Parmi tous ces partenariats, la relation entre le joueur et son interlocuteur radio, dans Bioschock, constitue, à mon sens, l’itération ultime de cette configuration. Atlas fait office d’opérateur improvisé (comme le Al Powell de Die Hard 1), qui donne des précisions sur la progression avec un objectif on ne peut plus humain en tête : sauver sa famille. Sa présence est bienvenue en ce sens qu’il connait Rapture, alors que le joueur la découvre totalement. Il est à noter que le point d’orgue de cette relation, bien que classique dans le fond, relève, à la fin du jeu, d’une tournure scénaristique de génie par la façon dont la chose est amenée… Chut! Me souffle-t-on… D’accord.

Et pour, enfin, arriver à mon exemple de départ, Lara Croft, elle, s’est dégonflée (façon de parler) à partir de l’épisode Legends dans lequel elle a décidé d’avoir deux contacts en permanence, vidéo et audio. Et c’est là que se joue le décalage que je dénote en début d’article. Dans les anciens Tomb Raider, les salles gigantesques ont ceci d’immersif qu’on y évolue seul, coupé de tout contact. Notre appréhension de l’environnement et de nos objectifs dépend de nos seules facultés à analyser ce qui nous entoure.
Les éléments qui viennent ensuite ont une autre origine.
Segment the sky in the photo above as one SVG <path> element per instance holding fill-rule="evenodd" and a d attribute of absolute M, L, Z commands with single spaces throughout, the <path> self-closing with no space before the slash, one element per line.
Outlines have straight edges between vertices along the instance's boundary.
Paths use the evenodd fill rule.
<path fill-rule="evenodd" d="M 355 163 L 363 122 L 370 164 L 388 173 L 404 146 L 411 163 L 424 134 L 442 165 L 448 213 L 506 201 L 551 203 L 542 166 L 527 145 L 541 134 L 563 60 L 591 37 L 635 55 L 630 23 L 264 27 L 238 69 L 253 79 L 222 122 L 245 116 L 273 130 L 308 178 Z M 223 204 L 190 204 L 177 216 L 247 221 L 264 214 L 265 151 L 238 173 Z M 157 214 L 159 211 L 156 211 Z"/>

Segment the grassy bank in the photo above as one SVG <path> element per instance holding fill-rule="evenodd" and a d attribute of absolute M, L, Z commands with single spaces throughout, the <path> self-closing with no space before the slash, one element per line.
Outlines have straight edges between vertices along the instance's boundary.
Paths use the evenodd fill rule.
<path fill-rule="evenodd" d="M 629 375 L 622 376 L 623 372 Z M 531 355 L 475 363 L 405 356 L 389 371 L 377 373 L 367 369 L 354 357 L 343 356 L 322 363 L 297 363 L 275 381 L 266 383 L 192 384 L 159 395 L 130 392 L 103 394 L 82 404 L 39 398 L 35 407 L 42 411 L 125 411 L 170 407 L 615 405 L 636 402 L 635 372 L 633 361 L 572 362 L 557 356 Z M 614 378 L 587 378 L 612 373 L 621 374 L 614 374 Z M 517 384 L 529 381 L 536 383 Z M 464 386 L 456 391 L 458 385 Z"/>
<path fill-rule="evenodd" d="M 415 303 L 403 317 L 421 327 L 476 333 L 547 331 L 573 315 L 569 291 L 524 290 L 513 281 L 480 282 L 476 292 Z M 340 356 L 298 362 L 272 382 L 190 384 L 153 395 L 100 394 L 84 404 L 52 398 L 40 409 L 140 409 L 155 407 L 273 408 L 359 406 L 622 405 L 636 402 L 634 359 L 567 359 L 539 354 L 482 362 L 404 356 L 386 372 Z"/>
D’où un sentiment de solitude, voire même d’inquiétude qui opère. C’est une qualité qui demeure chez Tomb Raider et qui manque, cruellement selon moi, à Uncharted, son descendant direct. Or l’épisode Legends avait tendance à briser cette solitude par un contact quasi permanent avec une équipe qui voyait tout ce que l’on faisait et parlait à chaque moment-clé. Manifestement, on s’est rendu compte de ce défaut chez Crystal Dynamics, puisque dès l’épisode Underworld ce dispositif disparaissait. C’est la grande force de la série, pour autant que je sache. Gageons que cela perdure.